Voces sobre el vino en las plazas: todo gozo se oscureció, la alegría se desterró de la tierra.
12 Verwoesting is in de stad overgebleven, en met gekraak wordt de poort in stukken verbroken.
Quedó en la ciudad soledad, y con asolamiento fue herida la puerta.
13 Want in het binnenste van het land, in het midden dezer volken, zal het alzo wezen, gelijk de afschudding des olijfbooms, gelijk de nalezingen, wanneer de wijnoogst geeindigd is.
Porque así será en medio de la tierra, en medio de los pueblos como aceituno sacudido, como rebuscos, acabada la vendimia.
14 Die zullen hun stem opheffen, zij zullen vrolijk zingen; vanwege de heerlijkheid des HEEREN zullen zij juichen van de zee af.

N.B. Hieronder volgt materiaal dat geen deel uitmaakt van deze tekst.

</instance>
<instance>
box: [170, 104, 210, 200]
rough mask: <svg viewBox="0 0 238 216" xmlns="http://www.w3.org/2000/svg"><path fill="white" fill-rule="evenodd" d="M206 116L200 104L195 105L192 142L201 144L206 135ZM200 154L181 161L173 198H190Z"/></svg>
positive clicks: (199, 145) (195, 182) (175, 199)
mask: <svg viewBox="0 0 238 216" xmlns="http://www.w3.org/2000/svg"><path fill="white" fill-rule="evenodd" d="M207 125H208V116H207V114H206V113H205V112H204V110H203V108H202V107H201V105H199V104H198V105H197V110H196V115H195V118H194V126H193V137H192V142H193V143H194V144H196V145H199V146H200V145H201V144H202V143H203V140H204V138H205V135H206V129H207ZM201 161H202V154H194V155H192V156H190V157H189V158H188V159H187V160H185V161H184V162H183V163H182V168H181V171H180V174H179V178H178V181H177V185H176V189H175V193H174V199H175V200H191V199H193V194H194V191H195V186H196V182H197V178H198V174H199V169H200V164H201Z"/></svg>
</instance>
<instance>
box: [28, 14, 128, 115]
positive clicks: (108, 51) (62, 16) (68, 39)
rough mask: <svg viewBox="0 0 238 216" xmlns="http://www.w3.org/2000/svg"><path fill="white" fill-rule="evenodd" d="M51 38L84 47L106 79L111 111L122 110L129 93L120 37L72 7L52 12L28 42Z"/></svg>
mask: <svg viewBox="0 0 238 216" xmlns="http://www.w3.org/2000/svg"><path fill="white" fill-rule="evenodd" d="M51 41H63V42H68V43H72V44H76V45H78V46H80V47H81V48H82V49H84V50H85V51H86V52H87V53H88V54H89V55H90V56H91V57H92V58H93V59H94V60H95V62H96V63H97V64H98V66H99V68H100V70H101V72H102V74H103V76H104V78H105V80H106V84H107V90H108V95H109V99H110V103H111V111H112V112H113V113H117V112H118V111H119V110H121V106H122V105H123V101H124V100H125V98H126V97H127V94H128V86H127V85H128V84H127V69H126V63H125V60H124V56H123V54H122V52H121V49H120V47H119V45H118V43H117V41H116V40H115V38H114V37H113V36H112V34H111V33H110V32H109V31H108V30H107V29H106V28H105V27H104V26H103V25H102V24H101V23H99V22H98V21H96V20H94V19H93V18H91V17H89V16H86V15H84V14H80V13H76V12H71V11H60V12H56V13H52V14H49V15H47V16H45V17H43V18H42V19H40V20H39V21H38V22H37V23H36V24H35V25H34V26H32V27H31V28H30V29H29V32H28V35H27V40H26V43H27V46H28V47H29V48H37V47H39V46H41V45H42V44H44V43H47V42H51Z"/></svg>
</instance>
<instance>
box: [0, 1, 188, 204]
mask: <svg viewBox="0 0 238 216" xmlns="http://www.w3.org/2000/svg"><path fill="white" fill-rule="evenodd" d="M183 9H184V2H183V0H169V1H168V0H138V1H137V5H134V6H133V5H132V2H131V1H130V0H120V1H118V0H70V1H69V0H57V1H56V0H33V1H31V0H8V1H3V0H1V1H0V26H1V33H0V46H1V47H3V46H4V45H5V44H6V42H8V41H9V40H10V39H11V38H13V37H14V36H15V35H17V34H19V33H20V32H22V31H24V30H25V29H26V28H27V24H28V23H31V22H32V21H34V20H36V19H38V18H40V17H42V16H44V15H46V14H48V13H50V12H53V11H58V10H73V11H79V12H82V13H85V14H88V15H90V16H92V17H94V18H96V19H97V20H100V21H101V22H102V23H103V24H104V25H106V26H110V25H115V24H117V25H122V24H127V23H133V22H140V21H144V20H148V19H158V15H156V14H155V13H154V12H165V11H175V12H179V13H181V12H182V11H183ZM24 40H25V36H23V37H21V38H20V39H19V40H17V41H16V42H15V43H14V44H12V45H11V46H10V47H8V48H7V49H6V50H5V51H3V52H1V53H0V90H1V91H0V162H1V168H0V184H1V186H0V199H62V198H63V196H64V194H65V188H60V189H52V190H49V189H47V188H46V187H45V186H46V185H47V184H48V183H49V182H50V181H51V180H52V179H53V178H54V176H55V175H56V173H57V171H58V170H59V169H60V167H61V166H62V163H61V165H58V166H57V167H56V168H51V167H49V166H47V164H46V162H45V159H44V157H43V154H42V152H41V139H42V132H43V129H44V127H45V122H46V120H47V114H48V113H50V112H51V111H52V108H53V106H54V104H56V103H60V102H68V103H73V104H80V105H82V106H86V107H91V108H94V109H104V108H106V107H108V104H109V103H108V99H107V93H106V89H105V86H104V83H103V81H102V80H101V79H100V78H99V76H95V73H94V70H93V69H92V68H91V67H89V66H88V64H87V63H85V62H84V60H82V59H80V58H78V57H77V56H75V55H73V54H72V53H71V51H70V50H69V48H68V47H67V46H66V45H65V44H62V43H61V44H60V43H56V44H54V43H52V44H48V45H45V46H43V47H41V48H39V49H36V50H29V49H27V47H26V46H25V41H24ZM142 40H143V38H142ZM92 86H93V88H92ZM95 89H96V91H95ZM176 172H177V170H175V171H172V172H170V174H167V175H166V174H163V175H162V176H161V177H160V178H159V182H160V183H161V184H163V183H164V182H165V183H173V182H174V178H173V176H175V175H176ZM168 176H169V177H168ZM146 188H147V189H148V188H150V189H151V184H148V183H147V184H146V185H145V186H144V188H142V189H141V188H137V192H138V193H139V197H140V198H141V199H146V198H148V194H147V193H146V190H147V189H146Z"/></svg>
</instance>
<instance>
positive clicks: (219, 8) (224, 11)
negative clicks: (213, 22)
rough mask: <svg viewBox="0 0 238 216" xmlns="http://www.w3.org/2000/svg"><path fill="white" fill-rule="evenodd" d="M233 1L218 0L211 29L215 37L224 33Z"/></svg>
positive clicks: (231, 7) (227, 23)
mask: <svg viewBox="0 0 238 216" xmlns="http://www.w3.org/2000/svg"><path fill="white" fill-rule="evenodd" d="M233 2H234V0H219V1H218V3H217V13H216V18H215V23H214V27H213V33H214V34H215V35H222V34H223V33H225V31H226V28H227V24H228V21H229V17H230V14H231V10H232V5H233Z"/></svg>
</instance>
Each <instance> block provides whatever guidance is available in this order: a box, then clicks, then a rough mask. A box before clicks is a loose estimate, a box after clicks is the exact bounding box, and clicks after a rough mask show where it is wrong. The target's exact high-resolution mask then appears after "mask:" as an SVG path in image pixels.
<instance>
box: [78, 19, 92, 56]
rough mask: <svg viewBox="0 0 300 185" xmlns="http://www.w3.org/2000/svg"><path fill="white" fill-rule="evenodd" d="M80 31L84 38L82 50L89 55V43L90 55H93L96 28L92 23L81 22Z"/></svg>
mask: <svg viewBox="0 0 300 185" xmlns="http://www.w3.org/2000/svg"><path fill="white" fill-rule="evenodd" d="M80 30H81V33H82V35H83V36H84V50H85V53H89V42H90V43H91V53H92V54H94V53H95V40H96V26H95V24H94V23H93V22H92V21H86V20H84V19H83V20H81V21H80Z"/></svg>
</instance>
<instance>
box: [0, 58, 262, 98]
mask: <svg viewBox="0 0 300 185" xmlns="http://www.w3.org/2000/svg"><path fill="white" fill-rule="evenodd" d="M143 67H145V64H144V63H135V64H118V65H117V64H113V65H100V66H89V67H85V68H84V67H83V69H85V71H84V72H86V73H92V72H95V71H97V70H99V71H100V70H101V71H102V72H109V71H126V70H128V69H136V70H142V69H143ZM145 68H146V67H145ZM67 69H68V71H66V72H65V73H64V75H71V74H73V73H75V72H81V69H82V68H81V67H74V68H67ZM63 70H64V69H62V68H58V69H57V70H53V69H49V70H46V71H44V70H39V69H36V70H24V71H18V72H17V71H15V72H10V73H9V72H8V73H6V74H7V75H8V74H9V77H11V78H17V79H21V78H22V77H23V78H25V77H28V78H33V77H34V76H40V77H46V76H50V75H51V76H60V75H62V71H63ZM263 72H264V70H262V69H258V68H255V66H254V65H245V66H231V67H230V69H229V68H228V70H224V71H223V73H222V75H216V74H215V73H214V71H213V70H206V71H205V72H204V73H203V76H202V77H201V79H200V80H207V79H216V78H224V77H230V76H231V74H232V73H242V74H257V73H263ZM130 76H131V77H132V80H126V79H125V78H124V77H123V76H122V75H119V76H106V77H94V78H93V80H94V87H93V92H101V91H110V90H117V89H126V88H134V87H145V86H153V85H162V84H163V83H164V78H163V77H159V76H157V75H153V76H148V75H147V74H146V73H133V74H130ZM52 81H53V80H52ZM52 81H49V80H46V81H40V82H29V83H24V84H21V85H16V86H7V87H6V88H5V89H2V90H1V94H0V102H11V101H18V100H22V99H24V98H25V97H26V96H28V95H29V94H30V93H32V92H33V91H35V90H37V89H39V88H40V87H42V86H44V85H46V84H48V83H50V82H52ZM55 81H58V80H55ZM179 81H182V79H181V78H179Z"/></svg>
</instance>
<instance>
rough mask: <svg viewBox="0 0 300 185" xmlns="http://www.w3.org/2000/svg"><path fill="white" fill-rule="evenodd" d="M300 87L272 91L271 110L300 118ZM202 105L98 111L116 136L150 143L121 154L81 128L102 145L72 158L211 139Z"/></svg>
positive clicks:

Estos alzarán su voz, jubilarán en la grandeza de Jehová, relincharán desde la mar,
15 Daarom eert den HEERE in de valleien, in de eilanden der zee den Naam des HEEREN, des Gods van Israel.
Glorificád por esto a Jehová en los valles: en islas de la mar sea nombrado Jehová, Dios de Israel.
16 Van het uiterste einde der aarde horen wij psalmen, tot verheerlijking des Rechtvaardigen. Doch nu zeg ik: Ik word mager, ik word mager, wee mij! de trouwelozen handelen trouwelooslijk, en met trouweloosheid handelen de trouwelozen trouwelooslijk.
De lo postrero de la tierra salmos oímos: Gloria al justo. Y yo dije: ¡Mi secreto a mí, mi secreto a mí, ay de mí! Prevaricadores han prevaricado; y con prevaricación de prevaricadores han prevaricado.
17 De vrees, en de kuil, en de strik over u, o inwoners des lands!
Terror, y sima, y lazo sobre ti, o! morador de la tierra.
18 En het zal geschieden, zo wie voor de stem der vreze vlieden zal, die zal in den kuil vallen; en die uit den kuil opklimt, die zal in den strik gevangen worden; want de sluizen in de hoogte zijn opengedaan, en de fondamenten der aarde zullen beven.
Y acontecerá, que el que huirá de la voz del terror, caerá en la sima; y el que saliere de en medio de la sima, será preso del lazo; porque de lo alto se abrieron ventanas, y los fundamentos de la tierra temblarán.
19 De aarde zal ganselijk verbroken worden, de aarde zal ganselijk vaneen gescheurd worden, de aarde zal ganselijk bewogen worden.
Con quebrantamiento es quebrantada la tierra, con desmenuzamiento es desmenuzada la tierra, con removimiento es removida la tierra.
20 De aarde zal ganselijk waggelen, gelijk een dronkaard, en zij zal heen en weder bewogen worden, gelijk een nachthut; en haar overtreding zal zwaar op haar zijn, en zij zal vallen, en niet weder opstaan.
Con temblor temblará la tierra, como un borracho; y será traspasada, como una choza; y su pecado se agravará sobre ella; y caerá, y nunca más se levantará.
21 En het zal geschieden te dien dage, dat de HEERE bezoeking doen zal over de heirscharen des hogen in de hoogte, en over de koningen des aardbodems op den aardbodem.
Y acontecerá en aquel día, que Jehová visitará sobre el ejército sublime en lo alto; y sobre los reyes de la tierra sobre la tierra.
22 En zij zullen samenvergaderd worden, gelijk de gevangenen in een put, en zij zullen besloten worden in een gevangenis, maar na vele dagen weder bezocht worden.
Y serán amontonados de amontonamiento como encarcelados en mazmorra; y serán encerrados en cárcel; y serán visitados de multitud de días.
23 En de maan zal schaamrood worden, en de zon zal beschaamd worden, als de HEERE der heirscharen regeren zal op den berg Sion en te Jeruzalem, en voor zijn oudsten zal heerlijkheid zijn.
La luna se avergonzará, y el sol se confundirá, cuando Jehová de los ejércitos reinare en el monte de Sión, y en Jerusalem, y delante de sus ancianos fuere glorioso.